Mercoledì scorso, durante la visita al carcere romano di Regina Coeli, uno dei più colpiti dal sovraffollamento, il presidente della Regione Lazio, Francesco Rocca, ha posto l'accento sul fatto che il Lazio è la seconda regione in Italia per tasso di detenuti nelle case circondariali. La percentuale è del 127 per cento, il 12 per cento in più rispetto alla media nazionale di 115. «Un problema di proporzioni drammatiche», ha affermato. «Era doveroso - ha detto sempre Rocca - da Presidente della Regione Lazio visitare Regina Coeli» visti i numeri eloquenti della struttura: su 628 posti ufficialmente disponibili, i detenuti attualmente reclusi sono 1009. «Non stupisce - ha aggiunto il governatore - che il Comitato Europeo per la prevenzione della tortura abbia mosso critiche molto dure sulle condizioni di sovraffollamento della storica struttura romana». I problemi sono anche sanitari: ogni anno si erogano 80 mila prestazioni in condizioni che Rocca definisce “disperate”: su 23 posti letto, due sale operatorie sono chiuse e nel dipartimento di salute mentale è presente uno psicologo senza un medico psichiatra di riferimento. «Come amministrazione regionale ha concluso Rocca - dovremo lavorare di più e meglio, anche di concerto con il ministero della Giustizia, per incentivare misure alternative al carcere». Sempre secondo gli ultimi aggiornamenti, al 30 aprile risultano ancora 22 bambini in carcere o comunque nelle strutture Icam, che hanno sempre caratteristiche “contenitive”.

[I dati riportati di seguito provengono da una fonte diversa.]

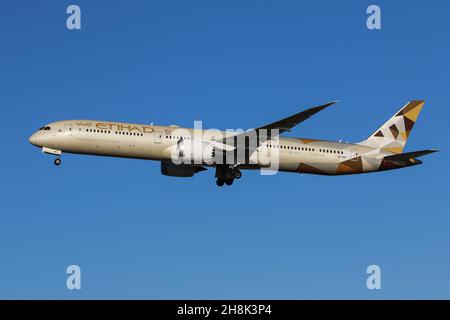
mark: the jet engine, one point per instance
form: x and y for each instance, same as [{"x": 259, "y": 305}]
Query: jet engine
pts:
[{"x": 168, "y": 168}]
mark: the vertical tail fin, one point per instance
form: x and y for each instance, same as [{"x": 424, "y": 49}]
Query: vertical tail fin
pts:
[{"x": 392, "y": 135}]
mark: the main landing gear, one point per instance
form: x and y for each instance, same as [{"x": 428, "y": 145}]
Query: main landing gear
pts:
[{"x": 226, "y": 175}]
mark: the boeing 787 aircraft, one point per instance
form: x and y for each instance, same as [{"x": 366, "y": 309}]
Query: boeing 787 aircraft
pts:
[{"x": 184, "y": 152}]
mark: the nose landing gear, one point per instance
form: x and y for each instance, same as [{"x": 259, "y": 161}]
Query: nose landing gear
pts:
[{"x": 226, "y": 175}]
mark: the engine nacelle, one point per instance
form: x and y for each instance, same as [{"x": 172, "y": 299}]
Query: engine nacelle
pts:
[
  {"x": 179, "y": 170},
  {"x": 194, "y": 152}
]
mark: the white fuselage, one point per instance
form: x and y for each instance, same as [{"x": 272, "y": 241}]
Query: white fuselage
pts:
[{"x": 151, "y": 142}]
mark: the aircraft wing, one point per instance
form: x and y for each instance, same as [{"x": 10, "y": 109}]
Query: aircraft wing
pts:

E rimane infatti il problema della mancata approvazione della proposta di legge della deputata del Pd Debora Serracchiani, la quale ha ripreso quella di Paolo Siani della scorsa legislatura. Proposta ritirata a causa dei parlamentari della maggioranza di governo, i quali in commissione giustizia hanno voluto introdurre emendamenti che, di fatto, avrebbero snaturato e peggiorato la legge. Invece di dare un contributo a come lasciare definitivamente alle spalle lo scandalo dei bambini che crescono in carcere insieme alle madri, nonostante siano condannate perlopiù per reati minori, il sottosegretario Cirielli ha rilanciato la sua iniziativa legislativa ( della precedente legislatura) per togliere la responsabilità genitoriale alle donne condannate in via definitiva.

Il 13 maggio prossimo, il giorno prima della festa della mamma, nel municipio di Torino partirà la campagna “Madri Fuori”. Una rete composta dalla Società della Ragione, Antigone, la Garante locale Monica Gallo e la Conferenza Nazionale del Volontariato, che punta a invitare parlamentari, consiglieri, garanti delle persone private della libertà, a visitare le donne detenute in occasione della Festa della Mamma, a discutere con loro della “doppia” e ingiusta pena, a dare concreta testimonianza del rifiuto dello stigma che le colpisce.